The XX Factor

Celebrities Have the Right to Remain Silent About Their Pregnancies

Melissa Harris-Perry bravely talked about her surrogate pregnancy, but that doesn’t mean every celebrity mom should have to.

Photo by Larry Busacca/Getty Images for GLAAD

Let’s applaud Melissa Harris-Perry. The host of her eponymous MSNBC show just had a baby girl, and in a blog post Tuesday, she was totally transparent about her struggles with fibroids, secondary infertility, and use of a surrogate. “It took two families, three states, four doctors, and five attorneys to get this little girl here,” Harris-Perry writes. “And while our gestational carrier has no genetic tie to our little one, she is now our family.”

While it’s great that Harris-Perry wanted to go public about her experience of “raising a tween and a tot” at 40, as well as her experience of using a surrogate, the key here is that it was her choice to speak out. I’ve been somewhat appalled of late at commentators who say celebrities older than 35 must talk about their struggles to get pregnant, as if they owe it to us.

This has come up in particular in the publicity surrounding The Big Lie: Motherhood, Feminism, and the Reality of the Biological Clock by Tanya Selvaratnam. In an interview with CNN, Selvarantam said, “We see celebrities having kids seemingly without any problems, and we have no idea what they went through. We see the end result, but not the struggle.”
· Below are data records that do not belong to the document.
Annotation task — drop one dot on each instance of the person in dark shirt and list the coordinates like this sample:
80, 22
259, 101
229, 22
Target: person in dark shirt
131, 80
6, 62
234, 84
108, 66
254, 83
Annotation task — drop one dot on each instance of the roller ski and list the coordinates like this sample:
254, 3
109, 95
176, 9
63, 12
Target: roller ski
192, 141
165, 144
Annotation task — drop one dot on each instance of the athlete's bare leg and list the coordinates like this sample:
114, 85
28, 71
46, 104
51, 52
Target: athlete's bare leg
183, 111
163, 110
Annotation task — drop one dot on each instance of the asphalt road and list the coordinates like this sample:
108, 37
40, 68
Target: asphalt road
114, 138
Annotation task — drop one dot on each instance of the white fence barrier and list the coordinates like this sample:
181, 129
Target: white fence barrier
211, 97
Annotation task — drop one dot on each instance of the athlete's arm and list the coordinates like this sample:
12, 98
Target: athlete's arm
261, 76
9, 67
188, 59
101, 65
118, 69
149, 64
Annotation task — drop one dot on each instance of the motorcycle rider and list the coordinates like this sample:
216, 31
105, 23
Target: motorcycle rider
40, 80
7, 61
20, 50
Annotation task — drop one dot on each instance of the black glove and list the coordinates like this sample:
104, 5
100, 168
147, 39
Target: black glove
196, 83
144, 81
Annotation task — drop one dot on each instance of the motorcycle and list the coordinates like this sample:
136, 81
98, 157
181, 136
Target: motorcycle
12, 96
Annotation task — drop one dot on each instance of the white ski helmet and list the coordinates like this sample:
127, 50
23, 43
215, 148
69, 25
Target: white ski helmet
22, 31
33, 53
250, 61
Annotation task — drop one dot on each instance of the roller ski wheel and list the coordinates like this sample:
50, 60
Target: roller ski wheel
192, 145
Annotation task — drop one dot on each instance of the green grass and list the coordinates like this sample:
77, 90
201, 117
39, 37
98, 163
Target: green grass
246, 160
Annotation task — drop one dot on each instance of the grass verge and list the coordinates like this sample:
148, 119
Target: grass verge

Maybe that’s because their struggles are none of our business, unless they choose to make it our business, as Harris-Perry bravely did. In an age when 49-year-old Laura Linney’s pregnancy and subsequent birth is described as a “secret” just because she didn’t start a blog about it on People’s celebrity baby website, we’ve come too far in expecting famous women to expose their private lives to us.

CNN’s Wendy Sachs describes celebrities such as Halle Berry and Uma Thurman seemingly having babies easily after 35 as a “tragic disservice to women” who might think that they, too, can get pregnant without assistance into their 40s. No. Berry is not your biology teacher. There is no shortage of media telling women about how their eggs are shriveling up and dying. It’s a tragic disservice to assume that women can’t learn that there’s a relationship between age and fertility without someone famous telling them so.